Piling Blood
a collection of Poems by the dead legendary Canadian Al Purdy
Piling Blood
It was powdered blood
in heavy brown paper bags
supposed to be strong enough
to prevent the stuff from escaping
but didn't
we piled it ten feet high
right to the shed roof
working at Arrow Transfer
on Granville Island
The bags weighed 75 pounds
and you had to stand on two
of the bags to pile the top rows
I was six feet three inches
and needed all of it
I forgot to say
the blood was cattle blood
horses sheep and cows
to be used for fertilizer
the foreman said
It was a matter of some delicacy
to plop the bags down softly
as if you were piling dynamite
if you weren't gentle
the stuff would belly out
from bags in brown clouds
settle on your sweating face
cover hands and arms
enter ears and nose
seep inside pants and shirt
reverting back to liquid blood
and you looked like
you'd been scalped
by a tribe of
particularly unfreindly
Indians and forgot to die
We piled glass as well
it came in wooden crates
two of us hoicking them
off trucks into warehouses
every crate
weighing 200 pounds
By late afternoon
my muscles would twitch and throb
in a death-like rhythm
from hundreds of bags of blood
and hundreds of crates of glass
Then at Burn's slaughterhouse
on East Hastings Street
I got a job part time
shouldering sides of frozen beef
hoisting it from steel hooks
staggering to and from
the refrigerated trucks
and eerie freezing rooms
with breath a white vapour
among the dangling corpses
and the sound of bawling animals
screeched down from an upper floor
with their throats cut
and blood gurgling into special drains
for later retrieval
And the blood smell clung to me
clung to clothes and body
sickly and sweet
and I heard the screams
of dying cattle
and I wrote no poems
there were no poems
to exclude the screams
which boarded the streetcar
and travelled with me
till I reached home
turned on the record player
and faintly
in the last century
heard Beethoven weeping
Canada Lit.
15 or so years ago I saw Purdy read on south Granville,
across from where the Vancouver papers, the Sun and the Province,
use to be printed,
a chinese lady read a poem
about her boyfriend pissing on her
while she sat on the toilet
and then she drank and smoked cigarettes and watched the sun come up from her east side apartment
Purdy was not impressed
and the organizers had to
take him outside to calm him down
then he read about subduing a drunk and beer tasting like a horse fart
which my house painter friend found amusing
After i went to talk with him and buy a book from a stall he had set up… his wife was there…

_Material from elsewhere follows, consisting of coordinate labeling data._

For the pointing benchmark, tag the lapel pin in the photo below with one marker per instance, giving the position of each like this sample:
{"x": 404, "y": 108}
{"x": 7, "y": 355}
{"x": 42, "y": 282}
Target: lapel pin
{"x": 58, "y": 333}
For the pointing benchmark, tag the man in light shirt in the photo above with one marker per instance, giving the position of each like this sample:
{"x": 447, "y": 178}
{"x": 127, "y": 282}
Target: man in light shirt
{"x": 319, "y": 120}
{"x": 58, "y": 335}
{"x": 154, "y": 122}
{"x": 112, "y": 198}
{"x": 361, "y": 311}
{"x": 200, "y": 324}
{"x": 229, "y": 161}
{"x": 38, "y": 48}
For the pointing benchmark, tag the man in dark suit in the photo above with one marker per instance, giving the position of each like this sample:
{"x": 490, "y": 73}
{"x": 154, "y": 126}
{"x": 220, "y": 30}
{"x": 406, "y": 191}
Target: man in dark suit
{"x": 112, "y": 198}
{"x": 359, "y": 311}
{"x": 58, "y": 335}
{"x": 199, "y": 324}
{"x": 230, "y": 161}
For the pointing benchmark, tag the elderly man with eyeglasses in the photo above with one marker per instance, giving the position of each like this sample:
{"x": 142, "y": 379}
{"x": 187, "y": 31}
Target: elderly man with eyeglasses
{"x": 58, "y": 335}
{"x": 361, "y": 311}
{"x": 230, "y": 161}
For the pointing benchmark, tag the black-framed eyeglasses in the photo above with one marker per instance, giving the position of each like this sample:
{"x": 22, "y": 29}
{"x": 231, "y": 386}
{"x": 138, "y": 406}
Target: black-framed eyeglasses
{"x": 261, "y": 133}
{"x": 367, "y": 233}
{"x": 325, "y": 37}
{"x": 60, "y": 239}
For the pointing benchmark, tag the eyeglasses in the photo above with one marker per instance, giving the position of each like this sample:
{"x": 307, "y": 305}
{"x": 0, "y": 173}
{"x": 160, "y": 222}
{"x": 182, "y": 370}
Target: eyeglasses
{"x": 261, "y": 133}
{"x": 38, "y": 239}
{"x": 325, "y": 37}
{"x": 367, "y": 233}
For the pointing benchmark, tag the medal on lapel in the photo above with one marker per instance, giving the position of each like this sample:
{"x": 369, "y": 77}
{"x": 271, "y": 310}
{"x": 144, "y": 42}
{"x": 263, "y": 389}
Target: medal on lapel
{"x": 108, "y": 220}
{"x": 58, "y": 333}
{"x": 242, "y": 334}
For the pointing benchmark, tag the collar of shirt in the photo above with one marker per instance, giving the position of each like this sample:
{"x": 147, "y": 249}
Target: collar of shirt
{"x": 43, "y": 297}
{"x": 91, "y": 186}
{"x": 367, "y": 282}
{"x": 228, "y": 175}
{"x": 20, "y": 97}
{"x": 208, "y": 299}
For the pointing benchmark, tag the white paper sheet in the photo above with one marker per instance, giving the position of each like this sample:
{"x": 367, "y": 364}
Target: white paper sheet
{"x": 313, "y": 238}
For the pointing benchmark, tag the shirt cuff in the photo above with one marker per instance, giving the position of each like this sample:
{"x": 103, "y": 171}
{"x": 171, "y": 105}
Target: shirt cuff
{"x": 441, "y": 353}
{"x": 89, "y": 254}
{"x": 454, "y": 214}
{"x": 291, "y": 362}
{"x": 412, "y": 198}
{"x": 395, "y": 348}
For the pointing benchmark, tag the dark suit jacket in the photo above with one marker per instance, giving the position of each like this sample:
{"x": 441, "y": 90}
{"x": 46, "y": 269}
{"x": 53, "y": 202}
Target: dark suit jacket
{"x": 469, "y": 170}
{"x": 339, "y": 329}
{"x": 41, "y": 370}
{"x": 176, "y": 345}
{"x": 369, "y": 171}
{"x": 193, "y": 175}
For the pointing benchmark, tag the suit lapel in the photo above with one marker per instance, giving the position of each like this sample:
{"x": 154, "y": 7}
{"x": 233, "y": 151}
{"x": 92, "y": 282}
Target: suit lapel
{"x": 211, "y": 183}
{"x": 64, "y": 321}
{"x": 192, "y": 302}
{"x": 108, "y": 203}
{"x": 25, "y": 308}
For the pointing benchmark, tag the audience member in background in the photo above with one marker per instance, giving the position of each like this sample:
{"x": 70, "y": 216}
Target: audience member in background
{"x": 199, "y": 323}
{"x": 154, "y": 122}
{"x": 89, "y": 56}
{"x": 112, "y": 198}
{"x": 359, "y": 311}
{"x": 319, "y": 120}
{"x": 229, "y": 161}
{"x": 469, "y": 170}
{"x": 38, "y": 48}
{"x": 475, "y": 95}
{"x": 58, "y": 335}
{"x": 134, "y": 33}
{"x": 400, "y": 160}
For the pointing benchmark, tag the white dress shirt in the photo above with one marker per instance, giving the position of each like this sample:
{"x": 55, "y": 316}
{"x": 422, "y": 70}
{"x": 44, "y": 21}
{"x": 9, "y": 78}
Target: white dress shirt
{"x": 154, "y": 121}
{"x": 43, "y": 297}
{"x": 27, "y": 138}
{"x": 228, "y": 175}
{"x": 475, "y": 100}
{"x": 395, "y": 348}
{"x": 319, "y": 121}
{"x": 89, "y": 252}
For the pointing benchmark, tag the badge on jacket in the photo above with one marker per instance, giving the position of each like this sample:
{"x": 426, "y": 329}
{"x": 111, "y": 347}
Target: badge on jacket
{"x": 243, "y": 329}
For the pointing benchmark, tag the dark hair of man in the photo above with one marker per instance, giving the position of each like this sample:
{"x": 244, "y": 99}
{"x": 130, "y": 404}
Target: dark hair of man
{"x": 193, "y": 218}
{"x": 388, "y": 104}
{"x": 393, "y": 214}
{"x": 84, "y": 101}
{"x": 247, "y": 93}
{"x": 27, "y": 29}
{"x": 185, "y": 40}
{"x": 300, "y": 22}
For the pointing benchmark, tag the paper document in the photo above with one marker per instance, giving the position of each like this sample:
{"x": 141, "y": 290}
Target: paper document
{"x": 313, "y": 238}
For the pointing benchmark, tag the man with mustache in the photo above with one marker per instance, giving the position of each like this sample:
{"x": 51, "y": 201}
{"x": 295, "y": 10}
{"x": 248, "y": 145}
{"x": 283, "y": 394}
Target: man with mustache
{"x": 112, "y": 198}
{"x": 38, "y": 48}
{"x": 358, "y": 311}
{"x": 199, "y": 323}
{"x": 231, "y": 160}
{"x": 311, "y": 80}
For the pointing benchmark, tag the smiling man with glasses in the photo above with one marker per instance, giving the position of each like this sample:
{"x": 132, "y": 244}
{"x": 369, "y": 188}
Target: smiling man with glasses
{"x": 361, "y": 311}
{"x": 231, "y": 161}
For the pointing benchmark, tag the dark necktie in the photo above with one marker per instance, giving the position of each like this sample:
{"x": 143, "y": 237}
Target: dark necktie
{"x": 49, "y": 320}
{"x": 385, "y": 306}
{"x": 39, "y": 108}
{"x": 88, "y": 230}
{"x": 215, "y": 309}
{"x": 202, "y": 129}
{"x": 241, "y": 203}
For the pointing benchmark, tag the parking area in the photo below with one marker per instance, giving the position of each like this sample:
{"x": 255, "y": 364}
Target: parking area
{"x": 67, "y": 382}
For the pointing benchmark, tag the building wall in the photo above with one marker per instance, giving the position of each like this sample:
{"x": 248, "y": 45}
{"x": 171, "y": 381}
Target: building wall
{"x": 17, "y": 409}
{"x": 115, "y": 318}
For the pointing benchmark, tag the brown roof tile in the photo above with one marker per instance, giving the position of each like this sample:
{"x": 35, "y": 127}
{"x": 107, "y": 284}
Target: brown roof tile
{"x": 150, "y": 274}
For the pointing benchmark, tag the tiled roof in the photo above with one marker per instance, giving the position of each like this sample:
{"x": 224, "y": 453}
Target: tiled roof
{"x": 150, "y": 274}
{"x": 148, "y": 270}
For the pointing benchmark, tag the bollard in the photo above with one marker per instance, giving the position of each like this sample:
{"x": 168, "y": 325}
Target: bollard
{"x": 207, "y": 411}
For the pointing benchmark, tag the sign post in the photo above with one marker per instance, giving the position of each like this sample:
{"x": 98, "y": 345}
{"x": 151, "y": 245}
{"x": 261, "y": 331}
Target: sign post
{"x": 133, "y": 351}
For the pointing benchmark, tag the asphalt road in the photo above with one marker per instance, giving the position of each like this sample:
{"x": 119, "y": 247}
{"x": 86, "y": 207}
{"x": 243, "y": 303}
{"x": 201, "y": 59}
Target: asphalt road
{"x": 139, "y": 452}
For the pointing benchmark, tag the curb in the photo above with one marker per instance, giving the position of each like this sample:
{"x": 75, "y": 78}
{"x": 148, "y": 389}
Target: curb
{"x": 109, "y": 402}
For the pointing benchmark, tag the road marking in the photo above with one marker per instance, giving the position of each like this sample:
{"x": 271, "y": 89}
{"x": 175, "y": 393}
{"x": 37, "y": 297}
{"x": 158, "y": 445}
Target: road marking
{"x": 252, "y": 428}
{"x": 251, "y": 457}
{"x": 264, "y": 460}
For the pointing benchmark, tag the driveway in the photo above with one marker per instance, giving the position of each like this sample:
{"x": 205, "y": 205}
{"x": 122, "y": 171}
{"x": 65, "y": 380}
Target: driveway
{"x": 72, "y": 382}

i asked him what book i should buy and he said his best one was “Piling Blood.”
He signed a copy and punched me on the shoulder
i can’t remember why…
working class poems don’t seem to get a lot of play these days...
and if they do…
they are sentimentalized…
working outside in minus twenty
is not romantic or fun,
you just want the day to end
so you can get warm.
Al Purdy was a poet who worked and drank and wondered.